Watch any robotics competition and you’ll see a plethora of robots falling over and failing to complete the tasks requested of them without a great deal of human input. In order for robots to really take over our jobs or be able to help us with complex tasks, we will need to reach a point in robotics whereby the robot is affordable, easy enough to mass produce and reliable enough to guarantee a consistent performance.

Kenneally and De foresee their robot being used for a huge variety of purposes – Minitaur could carry payloads to monitor public safety; it could be used to survey terrain for mining, exploration or field survey; it could be used by the military during delicate operations; or to provide support in medical emergencies and to help monitor crops for farmers.
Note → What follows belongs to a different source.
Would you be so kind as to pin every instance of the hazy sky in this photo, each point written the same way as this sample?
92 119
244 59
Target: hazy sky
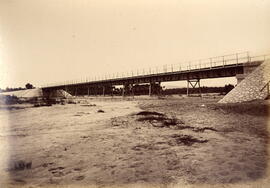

“What we’re finding out, interestingly enough, is that there’s an opportunity for these low cost legged robots out in the field as a 24/7 mobile sensor platform. We’re thinking about anything where you could use mobile sensors. Search and rescue. Military applications. Space exploration. There are scenarios where lightweight, low cost, very few moving parts, could be fairly compelling,” Ghost Robotics’ CEO Jiren Parikh told IEEE Spectrum.

“These are standard parts, off the shelf. If it can get up into a commercial environment with a prototype fairly quickly, manufacturing costs on this in volume could get to $1,500 a device. And probably less than that. That’s us just doing a rough estimate right now. What Ghost has done that’s unique is the fact that Minitaur is direct-drive, and these machines can be ultralight and can be deployed at a very cost-effective, scalable model.”